Insights / Supply Chain / Article

Five Steps to Align Business Strategy With Supply Chain Capabilities

April 05, 2016

Contributor: Christy Pettey

These five steps will enhance supply management value.

Chief supply chain officers (CSCOs) must link business strategy with supply chain segmentation and functional capabilities, however, in reality few supply chain management professionals are aware of who is responsible for end-to-end and functional supply chain segmentation. They don’t understand how segmentation can impact the trade-offs and functional capabilities, including supply management processes, necessary to support the business.

“Supply chain leadership must learn to decode demand-driven customer value and business strategy to drive supply chain strategy and identify key capabilities required for profitable fulfilment,” said Ray Barger, research director at Gartner.

“Offerings valued by external customers drive supply chain strategy and trade-offs. Supply management leaders must communicate these trade-offs to functional teams, so they thoroughly understand them,” Mr. Barger said “They must be able to translate them into specific functional strategies that support cost, speed, service or other supply chain segmentation outcomes.”

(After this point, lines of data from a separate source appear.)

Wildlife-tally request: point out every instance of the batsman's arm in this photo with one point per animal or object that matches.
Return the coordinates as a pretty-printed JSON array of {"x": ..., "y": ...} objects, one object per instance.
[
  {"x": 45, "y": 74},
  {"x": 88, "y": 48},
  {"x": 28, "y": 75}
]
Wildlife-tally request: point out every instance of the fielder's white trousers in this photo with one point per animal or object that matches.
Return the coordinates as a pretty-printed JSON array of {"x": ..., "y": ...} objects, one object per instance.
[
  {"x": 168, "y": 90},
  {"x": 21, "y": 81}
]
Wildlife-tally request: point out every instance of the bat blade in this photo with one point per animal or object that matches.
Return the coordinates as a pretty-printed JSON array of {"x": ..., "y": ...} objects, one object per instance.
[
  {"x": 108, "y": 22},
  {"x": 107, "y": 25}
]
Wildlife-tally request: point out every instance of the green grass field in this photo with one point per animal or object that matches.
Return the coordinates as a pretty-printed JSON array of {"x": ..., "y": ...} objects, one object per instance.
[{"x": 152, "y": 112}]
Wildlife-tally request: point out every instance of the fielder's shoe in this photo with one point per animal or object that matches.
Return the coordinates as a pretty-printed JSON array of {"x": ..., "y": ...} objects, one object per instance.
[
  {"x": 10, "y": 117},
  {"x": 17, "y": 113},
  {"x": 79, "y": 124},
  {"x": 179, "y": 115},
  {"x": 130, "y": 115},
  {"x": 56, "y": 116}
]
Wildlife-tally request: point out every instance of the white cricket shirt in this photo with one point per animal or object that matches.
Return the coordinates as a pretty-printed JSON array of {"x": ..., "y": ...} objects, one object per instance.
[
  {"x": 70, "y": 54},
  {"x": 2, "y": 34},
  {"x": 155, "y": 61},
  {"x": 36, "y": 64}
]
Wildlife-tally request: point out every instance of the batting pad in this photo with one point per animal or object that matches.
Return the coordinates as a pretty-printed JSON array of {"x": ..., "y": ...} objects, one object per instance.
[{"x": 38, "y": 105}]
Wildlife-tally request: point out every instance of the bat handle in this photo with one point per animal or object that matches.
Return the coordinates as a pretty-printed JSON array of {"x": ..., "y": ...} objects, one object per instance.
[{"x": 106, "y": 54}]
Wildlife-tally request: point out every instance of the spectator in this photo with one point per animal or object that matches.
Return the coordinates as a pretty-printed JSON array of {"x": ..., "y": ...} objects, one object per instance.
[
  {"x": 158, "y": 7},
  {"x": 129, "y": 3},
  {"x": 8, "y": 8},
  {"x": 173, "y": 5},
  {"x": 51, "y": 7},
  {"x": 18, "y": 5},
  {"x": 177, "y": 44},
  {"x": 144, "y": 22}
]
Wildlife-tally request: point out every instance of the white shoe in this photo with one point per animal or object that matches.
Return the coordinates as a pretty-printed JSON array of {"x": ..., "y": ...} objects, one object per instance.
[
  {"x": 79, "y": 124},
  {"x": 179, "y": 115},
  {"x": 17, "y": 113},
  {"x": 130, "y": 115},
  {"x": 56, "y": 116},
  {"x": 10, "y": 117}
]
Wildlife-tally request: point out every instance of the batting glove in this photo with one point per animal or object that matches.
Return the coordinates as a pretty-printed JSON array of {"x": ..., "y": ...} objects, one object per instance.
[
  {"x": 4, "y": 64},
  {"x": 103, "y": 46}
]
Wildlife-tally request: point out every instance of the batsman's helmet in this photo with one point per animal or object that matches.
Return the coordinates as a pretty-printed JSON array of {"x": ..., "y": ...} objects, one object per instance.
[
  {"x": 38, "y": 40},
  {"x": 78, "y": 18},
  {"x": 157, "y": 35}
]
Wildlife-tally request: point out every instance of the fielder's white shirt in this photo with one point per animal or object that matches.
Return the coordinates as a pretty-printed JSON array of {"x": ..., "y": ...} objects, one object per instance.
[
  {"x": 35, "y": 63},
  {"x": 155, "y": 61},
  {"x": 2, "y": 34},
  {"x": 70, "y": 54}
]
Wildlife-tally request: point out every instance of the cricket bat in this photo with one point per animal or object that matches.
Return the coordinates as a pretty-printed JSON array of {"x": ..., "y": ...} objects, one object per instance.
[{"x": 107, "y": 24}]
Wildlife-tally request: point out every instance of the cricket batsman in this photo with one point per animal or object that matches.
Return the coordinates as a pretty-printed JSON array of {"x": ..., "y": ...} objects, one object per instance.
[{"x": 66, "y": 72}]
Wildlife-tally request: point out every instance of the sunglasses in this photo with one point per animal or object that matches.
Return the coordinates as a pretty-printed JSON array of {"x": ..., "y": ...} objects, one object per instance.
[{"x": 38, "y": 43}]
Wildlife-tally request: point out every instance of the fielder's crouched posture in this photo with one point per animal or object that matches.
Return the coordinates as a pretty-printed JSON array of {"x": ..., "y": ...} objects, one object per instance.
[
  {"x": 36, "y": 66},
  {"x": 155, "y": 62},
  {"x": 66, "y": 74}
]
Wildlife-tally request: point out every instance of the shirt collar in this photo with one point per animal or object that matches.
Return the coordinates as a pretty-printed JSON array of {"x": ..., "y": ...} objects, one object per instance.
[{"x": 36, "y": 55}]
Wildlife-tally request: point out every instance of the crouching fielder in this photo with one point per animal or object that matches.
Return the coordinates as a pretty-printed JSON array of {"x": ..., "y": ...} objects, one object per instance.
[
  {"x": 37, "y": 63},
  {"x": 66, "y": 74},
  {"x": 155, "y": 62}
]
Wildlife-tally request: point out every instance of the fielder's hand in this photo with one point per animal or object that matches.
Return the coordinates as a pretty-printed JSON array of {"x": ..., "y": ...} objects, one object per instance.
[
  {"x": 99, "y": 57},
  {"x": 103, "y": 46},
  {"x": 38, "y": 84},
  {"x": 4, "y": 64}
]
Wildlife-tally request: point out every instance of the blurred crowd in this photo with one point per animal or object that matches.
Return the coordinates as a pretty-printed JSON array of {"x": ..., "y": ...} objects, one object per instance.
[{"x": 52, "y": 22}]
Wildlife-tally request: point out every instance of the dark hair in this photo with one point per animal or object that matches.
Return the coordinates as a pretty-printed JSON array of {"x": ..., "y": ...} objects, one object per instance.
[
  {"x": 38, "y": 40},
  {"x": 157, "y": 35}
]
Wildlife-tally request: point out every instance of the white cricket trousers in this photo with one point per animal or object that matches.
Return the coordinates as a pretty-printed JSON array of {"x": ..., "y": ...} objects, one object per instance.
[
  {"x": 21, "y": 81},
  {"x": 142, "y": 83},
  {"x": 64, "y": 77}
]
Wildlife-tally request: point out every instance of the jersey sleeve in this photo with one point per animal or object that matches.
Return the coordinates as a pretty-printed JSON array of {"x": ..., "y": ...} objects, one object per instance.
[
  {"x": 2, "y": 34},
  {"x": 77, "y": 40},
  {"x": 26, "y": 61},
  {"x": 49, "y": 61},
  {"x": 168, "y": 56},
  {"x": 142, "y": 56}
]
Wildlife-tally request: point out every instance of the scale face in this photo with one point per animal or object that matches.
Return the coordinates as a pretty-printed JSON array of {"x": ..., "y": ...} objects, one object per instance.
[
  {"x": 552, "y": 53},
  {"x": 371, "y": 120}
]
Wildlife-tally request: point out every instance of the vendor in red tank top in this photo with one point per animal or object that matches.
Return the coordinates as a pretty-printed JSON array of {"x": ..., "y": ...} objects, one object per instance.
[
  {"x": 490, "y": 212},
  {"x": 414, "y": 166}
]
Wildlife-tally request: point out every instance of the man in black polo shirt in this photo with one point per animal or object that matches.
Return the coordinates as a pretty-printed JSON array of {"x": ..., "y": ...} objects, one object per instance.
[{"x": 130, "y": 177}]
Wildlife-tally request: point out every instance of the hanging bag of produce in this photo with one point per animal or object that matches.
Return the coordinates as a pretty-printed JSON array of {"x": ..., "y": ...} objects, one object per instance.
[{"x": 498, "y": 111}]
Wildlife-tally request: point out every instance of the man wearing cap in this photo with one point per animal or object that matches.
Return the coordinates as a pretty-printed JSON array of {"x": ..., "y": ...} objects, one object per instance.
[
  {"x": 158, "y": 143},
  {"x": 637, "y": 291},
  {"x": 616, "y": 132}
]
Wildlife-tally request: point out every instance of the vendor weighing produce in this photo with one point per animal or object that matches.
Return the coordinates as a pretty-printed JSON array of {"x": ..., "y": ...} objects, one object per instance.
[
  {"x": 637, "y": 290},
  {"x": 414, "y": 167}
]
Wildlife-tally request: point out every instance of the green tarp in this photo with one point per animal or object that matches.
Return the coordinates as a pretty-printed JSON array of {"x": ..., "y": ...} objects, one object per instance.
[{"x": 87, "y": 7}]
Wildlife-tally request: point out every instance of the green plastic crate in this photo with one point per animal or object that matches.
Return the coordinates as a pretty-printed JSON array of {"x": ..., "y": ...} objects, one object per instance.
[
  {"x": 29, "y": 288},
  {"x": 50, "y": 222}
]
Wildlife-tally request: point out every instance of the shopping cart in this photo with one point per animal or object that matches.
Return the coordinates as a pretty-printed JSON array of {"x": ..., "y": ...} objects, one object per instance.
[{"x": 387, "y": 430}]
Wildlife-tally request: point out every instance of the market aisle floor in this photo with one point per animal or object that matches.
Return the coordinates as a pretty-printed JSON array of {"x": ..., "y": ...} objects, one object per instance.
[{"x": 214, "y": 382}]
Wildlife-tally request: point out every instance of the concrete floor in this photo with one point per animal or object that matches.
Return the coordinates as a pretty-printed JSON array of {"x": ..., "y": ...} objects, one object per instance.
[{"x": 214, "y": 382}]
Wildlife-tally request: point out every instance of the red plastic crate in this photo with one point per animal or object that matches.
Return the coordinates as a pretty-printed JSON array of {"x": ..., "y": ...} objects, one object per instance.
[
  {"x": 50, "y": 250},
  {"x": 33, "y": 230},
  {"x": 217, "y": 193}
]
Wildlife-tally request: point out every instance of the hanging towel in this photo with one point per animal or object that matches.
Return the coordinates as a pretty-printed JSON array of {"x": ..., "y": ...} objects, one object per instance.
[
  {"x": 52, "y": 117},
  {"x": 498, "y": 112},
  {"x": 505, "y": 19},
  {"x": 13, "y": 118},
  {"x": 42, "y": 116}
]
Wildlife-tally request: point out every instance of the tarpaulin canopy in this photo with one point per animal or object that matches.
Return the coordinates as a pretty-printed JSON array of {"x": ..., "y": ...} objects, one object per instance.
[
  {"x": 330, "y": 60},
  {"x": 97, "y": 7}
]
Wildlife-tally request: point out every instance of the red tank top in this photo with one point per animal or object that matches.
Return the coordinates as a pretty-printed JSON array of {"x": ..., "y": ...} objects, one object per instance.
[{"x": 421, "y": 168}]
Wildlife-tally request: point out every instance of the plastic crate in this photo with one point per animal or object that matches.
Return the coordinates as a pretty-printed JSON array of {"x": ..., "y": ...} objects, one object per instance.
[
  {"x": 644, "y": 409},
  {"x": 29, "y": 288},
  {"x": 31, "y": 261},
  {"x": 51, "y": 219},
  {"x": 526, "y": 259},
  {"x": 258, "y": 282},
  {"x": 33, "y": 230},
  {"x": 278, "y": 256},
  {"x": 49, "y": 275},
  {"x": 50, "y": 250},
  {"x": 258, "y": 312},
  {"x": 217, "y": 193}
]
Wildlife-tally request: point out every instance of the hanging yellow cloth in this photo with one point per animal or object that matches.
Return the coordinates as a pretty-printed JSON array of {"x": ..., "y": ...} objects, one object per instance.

There are five essential steps to connect supply chain strategy and segmentation with the centers of excellence (COE) and functional execution capabilities and processes. This five-step flow will enhance supply management value:


  1. Refine the supply chain strategy and segmentation: This involves defining or refining your supply chain strategy to drive segmentation and make key trade-offs around cost, speed and service.
  2. Link supply chain segmentation attributes to functional capabilities: This involves creating linkages between cost, speed and service attributes and core functional capabilities (for example, supply management cost-efficiency or agility).
  3. Use capabilities to map/configure processes: This involves mapping and configuring the needed capabilities to supply management processes (for example, efficient bulk buys and locked volumes). Consider using a cost-to-serve model to understand the cost and working capital implications of different supply chain services and processes that support trade-offs to deliver customer value.
  4. Align internal stakeholders to execute processes: This involves supply management leadership communication and collaboration to align internal stakeholders on the specific processes, actions and appropriate metrics necessary to successfully execute and deliver value.
  5. Align external stakeholders on processes and actions to execute and deliver value: This also requires leadership engagement to ensure that suppliers are clear on, and aligned with, the actions and performance expectations necessary to support cost, speed and service attributes.